ハルにとって、中学生活最後の春休みがやって来ました。ハルは久々に塾の教室に居ました。春期講習初日、ハルは少し早めに塾へ向かい、机に座って授業の開始を待っていました。中3の春期講習とあって、見慣れない顔もたくさん見られました。授業開始まで10分を切った頃のことでした。聞き慣れた声がハルを呼びました。

「内海さん?内海さんだよね。」

ハルは振り向きました。

「高橋さん!」

その声の主は有紀でした。

「お帰り、戻ってきたんだね。」

「うん、高橋さんも残っててくれて嬉しい。またよろしくね。」

「うん。」

「そう言えば、岡本さんもまだ居るの。」

「もちろん。」

有紀の言葉にハルの笑顔はさらに増しました。
まもなくして、授業の開始時間ギリギリになった頃、愛も姿を現しました。いつチャイムが鳴ってもおかしくない時間だったので、ハルは愛に手で合図を送りました。愛も久々に見るその顔に少し驚きましたが、すぐに合図を返しました。
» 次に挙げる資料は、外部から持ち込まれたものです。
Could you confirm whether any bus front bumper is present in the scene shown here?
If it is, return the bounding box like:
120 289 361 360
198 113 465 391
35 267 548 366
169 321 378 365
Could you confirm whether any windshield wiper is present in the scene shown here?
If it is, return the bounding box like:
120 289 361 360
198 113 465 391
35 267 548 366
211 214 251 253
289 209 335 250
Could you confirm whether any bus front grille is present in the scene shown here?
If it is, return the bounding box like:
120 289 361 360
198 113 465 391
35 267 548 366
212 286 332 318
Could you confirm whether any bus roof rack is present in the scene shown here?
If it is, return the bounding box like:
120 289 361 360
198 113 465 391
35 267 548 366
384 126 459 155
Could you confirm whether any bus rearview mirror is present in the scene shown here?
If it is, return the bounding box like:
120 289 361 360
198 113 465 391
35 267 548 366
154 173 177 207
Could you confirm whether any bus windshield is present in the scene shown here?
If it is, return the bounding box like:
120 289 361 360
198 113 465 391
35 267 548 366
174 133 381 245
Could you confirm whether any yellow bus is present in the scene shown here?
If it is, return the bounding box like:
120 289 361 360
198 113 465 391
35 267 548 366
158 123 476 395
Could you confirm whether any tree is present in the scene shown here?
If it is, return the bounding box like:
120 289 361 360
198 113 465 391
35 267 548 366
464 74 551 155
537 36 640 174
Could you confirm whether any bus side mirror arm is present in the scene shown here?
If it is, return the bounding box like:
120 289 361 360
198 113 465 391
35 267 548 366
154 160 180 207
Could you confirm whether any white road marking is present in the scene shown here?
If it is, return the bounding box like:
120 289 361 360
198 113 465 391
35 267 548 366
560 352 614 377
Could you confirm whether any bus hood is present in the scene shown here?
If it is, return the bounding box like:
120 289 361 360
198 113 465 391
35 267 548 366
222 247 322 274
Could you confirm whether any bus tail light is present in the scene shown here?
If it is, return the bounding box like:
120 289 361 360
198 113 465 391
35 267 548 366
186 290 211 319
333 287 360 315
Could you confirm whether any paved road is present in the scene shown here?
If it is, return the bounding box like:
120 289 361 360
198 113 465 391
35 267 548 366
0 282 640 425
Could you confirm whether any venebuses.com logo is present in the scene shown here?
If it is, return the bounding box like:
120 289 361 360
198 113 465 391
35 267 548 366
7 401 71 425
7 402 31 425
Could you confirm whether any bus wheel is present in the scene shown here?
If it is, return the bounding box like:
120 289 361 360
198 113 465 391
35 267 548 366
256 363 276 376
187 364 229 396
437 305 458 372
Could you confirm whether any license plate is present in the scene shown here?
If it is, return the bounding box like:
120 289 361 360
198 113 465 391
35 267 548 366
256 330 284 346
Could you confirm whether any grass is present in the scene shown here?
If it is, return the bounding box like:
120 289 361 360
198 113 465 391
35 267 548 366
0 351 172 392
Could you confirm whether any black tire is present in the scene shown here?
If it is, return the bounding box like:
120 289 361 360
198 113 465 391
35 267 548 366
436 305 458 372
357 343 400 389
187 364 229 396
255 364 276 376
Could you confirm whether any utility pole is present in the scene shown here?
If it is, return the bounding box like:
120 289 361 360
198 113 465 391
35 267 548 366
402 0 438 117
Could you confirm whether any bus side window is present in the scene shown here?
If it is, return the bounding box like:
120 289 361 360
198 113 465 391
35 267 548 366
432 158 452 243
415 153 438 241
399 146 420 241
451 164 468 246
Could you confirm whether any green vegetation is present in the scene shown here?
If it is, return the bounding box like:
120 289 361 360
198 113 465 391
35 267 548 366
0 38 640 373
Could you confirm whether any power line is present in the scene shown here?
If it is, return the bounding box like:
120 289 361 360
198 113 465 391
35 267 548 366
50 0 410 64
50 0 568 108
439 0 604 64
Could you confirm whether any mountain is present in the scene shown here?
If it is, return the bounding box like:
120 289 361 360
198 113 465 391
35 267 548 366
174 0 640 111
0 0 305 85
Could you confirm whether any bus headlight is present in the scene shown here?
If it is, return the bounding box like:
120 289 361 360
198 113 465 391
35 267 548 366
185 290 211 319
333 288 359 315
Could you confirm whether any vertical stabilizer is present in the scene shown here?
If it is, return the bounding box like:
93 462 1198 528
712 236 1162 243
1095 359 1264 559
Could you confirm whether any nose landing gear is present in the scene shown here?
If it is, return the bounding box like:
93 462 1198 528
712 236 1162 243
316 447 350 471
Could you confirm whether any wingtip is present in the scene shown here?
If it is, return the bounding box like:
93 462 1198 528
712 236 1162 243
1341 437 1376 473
休み時間、久々に3人の顔が揃いました。授業開始前に会話ができなかった愛が言いました。

「内海さん、お帰り!」

「ただいま。」

「突然居なくなった時はびっくりしたよ。」

有紀が言いました。

「心配かけてごめんね。ちょっと家でいろいろあって何も言えずに辞めることになって。でも、戻って来れてよかった。2人とも元気そうで安心した。」

有紀も愛も頷きます。久々に3人の顔に笑顔が戻った瞬間でした。

春期講習も終わりに近づいた頃、塾で三者面談が行われました。

「内海さん、春期講習はどうだった?」

そう尋ねたのは教室長の木野寛之先生です。

「楽しかったです。」

ハルは笑顔で頷きました。

「こちらにいらっしゃる高橋さんや岡本さんとも仲良くなったみたいです。」

弥生が続けて言います。

「それはいいことだね。どうだい、4月からも来ないかい?」

「はい、よろしくお願いします。」

木野先生のその問いかけにハルは頷きました。それと同時にハルは弥生に視線を送りました。弥生も頷いているのをハルは感じました。ハルは再び有紀や愛との塾生活を送ることとなりました。そして今度は、絶対に有紀や愛とは離れないと心に誓ったハルでした。